Watch For Renewed Strength In These Two Small-Cap Value Funds
There's some logic to the old investing adage about stocks and funds moving from “worst to first.”
If an asset class has been a lagging performer, it's available at bargain prices. Investors often swoop in to grab shares cheaply. That buying activity, naturally, sends the price higher. Eventually, the investment rises in the ranks of performers.
Of course, the reverse is also true. A top performing asset class becomes too expensive, and other investments usurp its place in the performance ranks. That's a reason to avoid those “best funds” lists. A fund that's at the top of the heap one year can take a sharp slide the next.

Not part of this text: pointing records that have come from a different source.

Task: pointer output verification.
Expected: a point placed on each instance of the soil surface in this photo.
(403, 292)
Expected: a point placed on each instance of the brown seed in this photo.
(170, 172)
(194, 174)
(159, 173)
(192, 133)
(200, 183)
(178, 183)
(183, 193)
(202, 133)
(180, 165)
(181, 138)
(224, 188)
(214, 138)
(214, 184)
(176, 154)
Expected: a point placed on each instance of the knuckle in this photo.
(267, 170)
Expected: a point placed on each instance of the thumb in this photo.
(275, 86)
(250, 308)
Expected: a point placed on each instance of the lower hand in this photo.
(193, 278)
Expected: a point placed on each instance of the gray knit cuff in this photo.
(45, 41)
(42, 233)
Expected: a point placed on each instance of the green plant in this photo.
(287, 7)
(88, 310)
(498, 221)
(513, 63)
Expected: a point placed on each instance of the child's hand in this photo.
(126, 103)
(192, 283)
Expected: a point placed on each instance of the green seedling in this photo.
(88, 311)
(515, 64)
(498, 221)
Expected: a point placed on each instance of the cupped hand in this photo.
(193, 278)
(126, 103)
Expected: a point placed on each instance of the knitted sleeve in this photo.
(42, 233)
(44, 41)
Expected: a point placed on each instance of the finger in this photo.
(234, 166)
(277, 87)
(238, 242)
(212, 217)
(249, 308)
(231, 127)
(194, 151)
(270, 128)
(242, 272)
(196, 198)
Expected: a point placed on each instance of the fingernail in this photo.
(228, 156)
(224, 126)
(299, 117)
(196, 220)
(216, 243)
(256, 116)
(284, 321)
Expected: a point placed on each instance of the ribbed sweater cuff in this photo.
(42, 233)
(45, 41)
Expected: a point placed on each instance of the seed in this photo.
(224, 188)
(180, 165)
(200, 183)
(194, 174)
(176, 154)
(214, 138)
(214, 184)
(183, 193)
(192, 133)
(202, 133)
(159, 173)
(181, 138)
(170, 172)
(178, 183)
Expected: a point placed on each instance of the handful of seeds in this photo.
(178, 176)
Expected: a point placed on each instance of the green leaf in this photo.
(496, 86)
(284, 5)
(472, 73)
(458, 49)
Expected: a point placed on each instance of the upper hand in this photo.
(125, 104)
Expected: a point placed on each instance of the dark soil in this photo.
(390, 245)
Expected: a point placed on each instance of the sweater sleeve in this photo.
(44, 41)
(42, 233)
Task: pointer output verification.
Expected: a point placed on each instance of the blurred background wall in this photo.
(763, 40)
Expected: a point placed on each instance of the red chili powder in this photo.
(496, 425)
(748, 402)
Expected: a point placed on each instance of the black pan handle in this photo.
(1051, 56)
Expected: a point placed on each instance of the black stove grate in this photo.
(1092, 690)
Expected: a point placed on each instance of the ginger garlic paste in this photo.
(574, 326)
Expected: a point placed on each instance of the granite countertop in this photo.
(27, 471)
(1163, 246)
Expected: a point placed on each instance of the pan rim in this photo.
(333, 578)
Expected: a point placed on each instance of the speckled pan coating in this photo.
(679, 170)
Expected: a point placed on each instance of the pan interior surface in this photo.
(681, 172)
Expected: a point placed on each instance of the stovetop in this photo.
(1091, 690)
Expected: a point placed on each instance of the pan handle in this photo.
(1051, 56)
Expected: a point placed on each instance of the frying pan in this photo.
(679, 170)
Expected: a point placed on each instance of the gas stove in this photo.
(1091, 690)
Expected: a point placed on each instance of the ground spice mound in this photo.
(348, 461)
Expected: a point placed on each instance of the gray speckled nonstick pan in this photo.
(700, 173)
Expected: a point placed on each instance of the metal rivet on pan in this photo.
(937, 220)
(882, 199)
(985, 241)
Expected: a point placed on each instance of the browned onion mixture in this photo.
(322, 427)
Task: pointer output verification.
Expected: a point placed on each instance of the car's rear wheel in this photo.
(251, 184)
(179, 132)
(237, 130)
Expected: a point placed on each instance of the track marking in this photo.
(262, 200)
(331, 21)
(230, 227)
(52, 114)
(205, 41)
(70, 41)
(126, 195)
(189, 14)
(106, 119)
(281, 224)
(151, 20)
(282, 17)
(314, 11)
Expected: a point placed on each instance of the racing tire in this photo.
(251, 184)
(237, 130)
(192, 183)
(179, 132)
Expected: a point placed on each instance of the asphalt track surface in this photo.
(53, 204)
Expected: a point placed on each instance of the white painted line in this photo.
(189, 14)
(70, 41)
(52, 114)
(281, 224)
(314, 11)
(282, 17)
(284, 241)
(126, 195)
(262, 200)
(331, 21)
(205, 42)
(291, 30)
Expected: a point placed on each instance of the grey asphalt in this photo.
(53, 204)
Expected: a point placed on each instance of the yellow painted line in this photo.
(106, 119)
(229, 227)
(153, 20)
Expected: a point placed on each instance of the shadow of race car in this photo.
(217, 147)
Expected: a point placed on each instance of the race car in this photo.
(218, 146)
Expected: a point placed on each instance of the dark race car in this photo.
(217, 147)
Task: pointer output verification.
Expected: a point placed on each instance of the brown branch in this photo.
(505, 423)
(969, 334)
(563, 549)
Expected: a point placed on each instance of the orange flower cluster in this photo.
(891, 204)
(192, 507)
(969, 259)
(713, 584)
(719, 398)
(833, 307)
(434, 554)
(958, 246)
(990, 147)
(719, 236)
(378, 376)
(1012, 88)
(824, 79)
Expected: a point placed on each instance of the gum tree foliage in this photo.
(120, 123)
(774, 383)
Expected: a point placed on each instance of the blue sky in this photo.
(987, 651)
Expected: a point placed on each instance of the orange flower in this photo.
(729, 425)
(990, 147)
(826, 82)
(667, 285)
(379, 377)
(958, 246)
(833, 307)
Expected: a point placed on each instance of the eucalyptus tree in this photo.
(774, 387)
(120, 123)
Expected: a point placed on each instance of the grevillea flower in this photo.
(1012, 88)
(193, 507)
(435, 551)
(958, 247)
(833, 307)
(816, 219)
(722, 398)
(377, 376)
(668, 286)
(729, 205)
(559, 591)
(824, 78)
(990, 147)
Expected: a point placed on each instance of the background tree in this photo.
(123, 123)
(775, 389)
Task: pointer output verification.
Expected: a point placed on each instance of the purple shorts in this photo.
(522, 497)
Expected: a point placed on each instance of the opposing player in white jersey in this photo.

As of September, small-cap value funds have not been performing as well as other asset classes. Rather than ignoring them because you're chasing performance, it's more forward-thinking to look at cellar dwellers with an eye to their future performance.
Related Link: With Actively Managed Funds, Be Wary Of Expense Ratios
Gabelli Small Cap Growth Fund Class 1 (MUTF: GACIX)
For example, the Gabelli Small Cap Growth Fund Class 1 is up 2.1 percent year to date, indicative of its slowdown after returning 20.4 percent and 36.05 percent in 2012 and 2013, respectively. In early September, its net asset value (NAV) was $49.86.
As with many actively managed funds, this one carries a high expense ratio, 1.14 percent. Compare that to the 0.24 percent expense ratio of the Vanguard Small Capitalization Value Index Fund Investor Shares (MUTF: VISVX), which tracks the CRSP U.S. Small Cap Value Index.
The Gabelli fund is benchmarked to the Russell 2000, but long-time manager Mario Gabelli and his team are active stock pickers. That adds cost, but it has also helped the managers mitigate losses during slowdowns in the broader market.
Top holdings in the Gabelli fund are O'Reilly Automotive Inc, RPC, Inc., Diebold Inc, Circor International, Inc. and Kaman Corporation.
Hotchkis & Wiley Small Cap Value I (MUTF: HWSIX)
The Hotchkis & Wiley Small Cap Value I has a NAV of $66.10, and has advanced eight percent year-to-date. When comparing active funds, always remember that it's unusual for stock-picking fund managers to consistently beat their benchmark. This fund is benchmarked to the Russell 2000, but is not an index fund.
The Hotchkiss fund's expense ratio is 0.99 percent, still pricier than the iShares Russell 2000 ETF
(NYSE: IWM), which sports an expense ratio of just 0.20 percent. Top holdings in the Hotchkiss fund are Con-Way Inc, Masonite International Corp, Kaiser Aluminum Corp., First Horizon National Corporation and Horace Mann Educators Corporation.